Kids and football – my thoughts as a physical therapist and a Mom
Yesterday, the medical journal Neurology published a study suggesting that professional football players are 4 times more likely to die from the Alzheimer’s disease and ALS (Lou Gehrig’s disease) than the general population. This is just the most recent addition to a growing body of evidence linking football to neurodegenerative disease.
As a pediatric health care provider, this body of research continues to be alarming and thought-provoking. As a mother of two boys* (and another on the way), it is terrifying. And complicated.
My husband and I both grew up in small towns where football was a huge part of the community. I was a member of the high school pep band and attended every single home high school football game. I loved those Friday nights when it seemed that everyone in town had come to the football field to cheer on the local team. My husband was a player for his team and has fond memories of the physical challenges of the sport as well as the camaraderie he developed with his teammates. We both continue to enjoy the game, and watch our Mizzou Tigers faithfully during football season. If – when we were expecting our first son in 2006 – you would have asked us if we thought football was too unsafe to allow our son to play, we both would have laughed. But a lot has changed since then, and there is now strong evidence (most released just within the last few years) that the repetitive trauma experienced in football is linked to depression, memory loss, suicide, and neurdegenerative disease. My husband and I have had many thoughtful conversations about this issue, and we are both unsure we can ever let our sons play. We agree that we will encourage other sports and interests and will be perfectly content if our sons never want to play. And we certainly won’t sign them up to participate in local youth football leagues, where – at least in our community – children as young as 8 years old practice up to 6 hours a week in full pads. But we haven’t decided what we will do if one of our boys asks us to play in junior high school. Luckily we have at least 7 years to make that decision.
Many have argued that the study published yesterday applies only to professional football players, elite athletes who take much harder hits for many more years than your average youth football player. That may be true in this case and, of course, research and statistics are tricky things. You can’t make decisions based on one study, and – at the end of the day – statistics are good at telling you what will happen to a group of 100 people, but not necessarily good at telling you what will happen to an individual. But isn’t about just one study or one group or one individual. Boston University’s Center for the Study of Traumatic Encephalopathy has an entire list of published studies on the effects of concussion and repetitive head trauma on young athletes. They are just one of the research teams finding that in football players – particularly those in “speed positions” who experience the hardest hits and are at greatest risk for concussions and repetitive head injuries – brain structure and function are altered. It is hard to ignore heart-wrenching stories (like this one) of boys who have died because their brains were damaged from the repetitive head trauma experienced in football. And consensus is growing among the medical community that football is bad for kids – it seems that every time I turn around, a pediatrician or orthopedic physician has written a blog post outlining why she won’t let her own children play football (see this one by Wendy Sue Swanson, MD).

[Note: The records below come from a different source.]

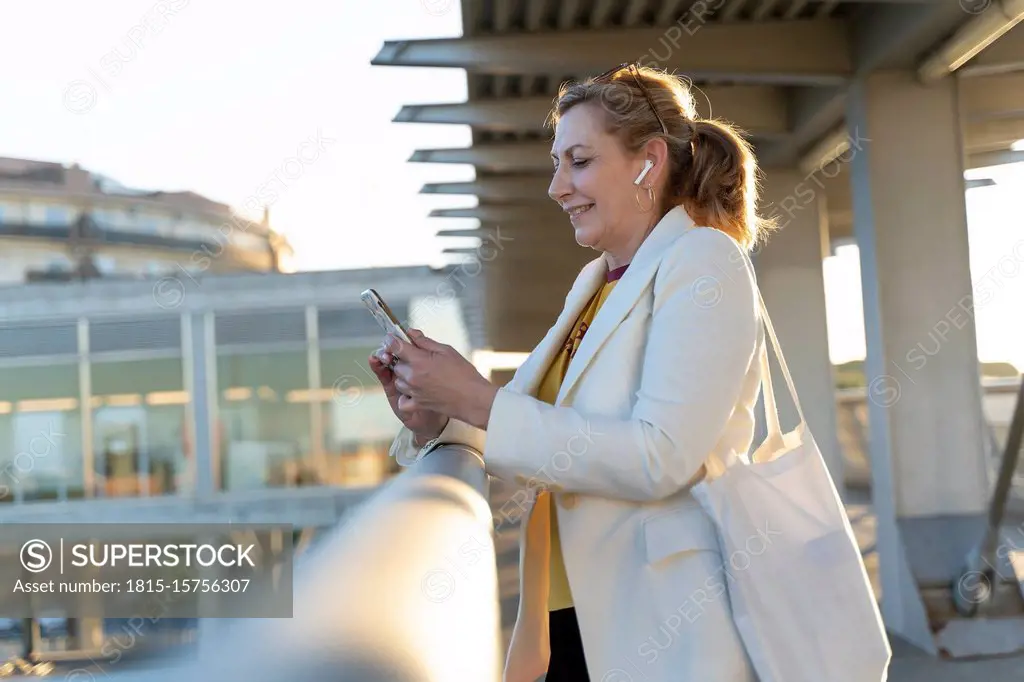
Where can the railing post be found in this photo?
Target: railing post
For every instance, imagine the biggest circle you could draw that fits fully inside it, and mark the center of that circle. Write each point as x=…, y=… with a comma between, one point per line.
x=403, y=590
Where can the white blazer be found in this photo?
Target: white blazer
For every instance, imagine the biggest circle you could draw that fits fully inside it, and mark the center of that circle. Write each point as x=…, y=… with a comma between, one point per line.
x=667, y=374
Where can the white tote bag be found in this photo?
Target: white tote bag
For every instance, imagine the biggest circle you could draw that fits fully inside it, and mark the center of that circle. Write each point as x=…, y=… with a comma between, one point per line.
x=801, y=597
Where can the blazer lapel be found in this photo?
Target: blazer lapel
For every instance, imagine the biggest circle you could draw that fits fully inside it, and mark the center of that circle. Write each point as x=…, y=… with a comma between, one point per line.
x=622, y=299
x=527, y=379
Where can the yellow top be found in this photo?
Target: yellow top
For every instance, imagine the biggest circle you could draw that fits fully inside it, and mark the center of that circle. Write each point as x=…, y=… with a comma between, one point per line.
x=560, y=595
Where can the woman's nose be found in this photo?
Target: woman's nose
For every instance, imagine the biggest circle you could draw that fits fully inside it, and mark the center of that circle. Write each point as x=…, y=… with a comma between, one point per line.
x=559, y=187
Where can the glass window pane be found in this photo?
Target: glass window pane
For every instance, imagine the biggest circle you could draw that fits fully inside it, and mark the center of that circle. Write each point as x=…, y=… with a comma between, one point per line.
x=139, y=435
x=40, y=432
x=264, y=420
x=358, y=424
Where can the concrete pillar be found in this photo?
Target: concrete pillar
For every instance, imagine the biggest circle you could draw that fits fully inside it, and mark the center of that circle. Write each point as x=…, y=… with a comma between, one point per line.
x=928, y=472
x=792, y=283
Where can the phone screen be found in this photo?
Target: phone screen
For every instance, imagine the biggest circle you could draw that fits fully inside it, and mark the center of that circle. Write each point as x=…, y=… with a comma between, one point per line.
x=382, y=313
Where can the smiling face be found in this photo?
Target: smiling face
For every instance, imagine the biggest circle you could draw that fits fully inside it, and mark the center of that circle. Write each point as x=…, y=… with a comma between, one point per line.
x=593, y=182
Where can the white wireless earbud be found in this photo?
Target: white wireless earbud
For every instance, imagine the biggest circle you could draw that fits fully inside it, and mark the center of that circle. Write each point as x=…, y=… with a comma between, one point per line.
x=647, y=165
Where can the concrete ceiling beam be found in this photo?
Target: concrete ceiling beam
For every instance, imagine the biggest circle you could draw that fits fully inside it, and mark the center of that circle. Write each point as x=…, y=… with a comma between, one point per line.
x=1006, y=54
x=507, y=158
x=992, y=135
x=505, y=213
x=989, y=133
x=497, y=188
x=802, y=51
x=759, y=110
x=988, y=24
x=883, y=36
x=996, y=96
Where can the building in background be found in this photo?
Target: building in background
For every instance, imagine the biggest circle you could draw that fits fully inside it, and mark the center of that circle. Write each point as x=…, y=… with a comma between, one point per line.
x=60, y=223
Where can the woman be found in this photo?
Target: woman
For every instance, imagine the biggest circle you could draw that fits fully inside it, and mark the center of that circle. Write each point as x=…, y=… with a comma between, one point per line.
x=651, y=366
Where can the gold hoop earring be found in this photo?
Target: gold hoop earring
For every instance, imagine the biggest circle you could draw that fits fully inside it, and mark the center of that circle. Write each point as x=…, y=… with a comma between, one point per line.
x=650, y=194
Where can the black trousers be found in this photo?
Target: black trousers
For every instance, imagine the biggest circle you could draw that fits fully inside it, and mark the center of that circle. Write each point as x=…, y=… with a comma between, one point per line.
x=567, y=662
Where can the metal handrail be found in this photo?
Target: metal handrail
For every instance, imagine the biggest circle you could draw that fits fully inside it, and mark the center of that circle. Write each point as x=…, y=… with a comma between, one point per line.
x=403, y=590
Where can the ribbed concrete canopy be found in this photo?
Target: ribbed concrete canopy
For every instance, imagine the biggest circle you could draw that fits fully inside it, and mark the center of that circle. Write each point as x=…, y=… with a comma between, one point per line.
x=779, y=69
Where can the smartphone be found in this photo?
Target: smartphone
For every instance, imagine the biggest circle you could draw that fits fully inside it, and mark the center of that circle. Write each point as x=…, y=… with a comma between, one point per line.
x=385, y=317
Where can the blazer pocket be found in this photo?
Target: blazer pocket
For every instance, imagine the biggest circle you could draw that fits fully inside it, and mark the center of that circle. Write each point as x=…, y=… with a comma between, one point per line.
x=669, y=533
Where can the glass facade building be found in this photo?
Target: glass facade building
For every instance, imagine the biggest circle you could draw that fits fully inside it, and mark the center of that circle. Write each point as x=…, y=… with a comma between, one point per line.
x=250, y=382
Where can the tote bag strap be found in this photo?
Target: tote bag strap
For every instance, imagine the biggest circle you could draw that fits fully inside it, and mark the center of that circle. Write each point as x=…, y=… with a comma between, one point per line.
x=771, y=411
x=768, y=392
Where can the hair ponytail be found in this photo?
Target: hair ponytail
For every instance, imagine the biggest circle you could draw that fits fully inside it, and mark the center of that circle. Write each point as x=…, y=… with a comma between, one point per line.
x=715, y=177
x=714, y=171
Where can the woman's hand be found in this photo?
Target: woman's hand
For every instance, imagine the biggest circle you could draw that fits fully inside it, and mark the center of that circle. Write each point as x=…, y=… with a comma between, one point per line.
x=424, y=423
x=436, y=378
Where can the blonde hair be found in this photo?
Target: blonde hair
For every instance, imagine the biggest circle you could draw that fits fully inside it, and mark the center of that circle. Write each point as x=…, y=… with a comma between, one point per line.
x=713, y=169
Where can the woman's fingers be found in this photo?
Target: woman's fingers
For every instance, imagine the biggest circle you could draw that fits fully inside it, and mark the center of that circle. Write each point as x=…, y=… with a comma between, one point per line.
x=408, y=403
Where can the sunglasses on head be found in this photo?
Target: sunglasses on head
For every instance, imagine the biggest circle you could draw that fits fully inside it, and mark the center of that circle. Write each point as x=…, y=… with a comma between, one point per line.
x=631, y=67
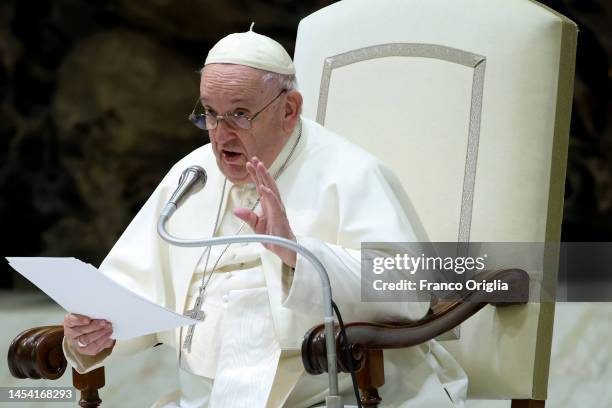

Many supporters of youth football concede that the risks of neurological damage are increased, but argue that they are still small. They say that kids can get hurt doing a lot of things, that their child enjoys the sport. They cite the benefits of football – the exercise and physical activity, learning to be a part of a team, to be disciplined, to push themselves – and they choose to let their son play. I don’t think those parents are necessarily wrong. Parenting (and life, really), is about weighing benefits and risks and making informed – and often difficult – decisions. But I would argue that kids can get all those things – exercise, team building, discipline – from other activities that don’t carry the risk of head injury (I would also argue that – given the Greg Williams “Bountygate” and recent events at Penn State – the culture of football seems to be a lot more about winning games than caring about the mental and physical health of children and players, but that’s a post for another day).
I don’t judge the parent whose child plays youth football, but I do think he would be remiss if he didn’t educate himself and thoughtfully consider the risks and benefits associated with the sport. Taking an “I played and I turned out just fine” attitude doesn’t cut it – we have to set aside the fond memories and emotions we associate with the game and take a real look at the science and evidence before us. We have a lot more information than we did 10 years ago, and we are fortunate we can use that information to make better decisions for our children. And in our family, I think the decision is no football…for now.
*I in no way intend to be sexist or offensive by only referencing boys in this post. I know that girls do play football and I encourage parents of female football players to also seriously consider the evidence before letting their child play. But because that is a very rare occurrence – and because all research referenced in this post was done on boys – I chose to male pronouns throughout this post.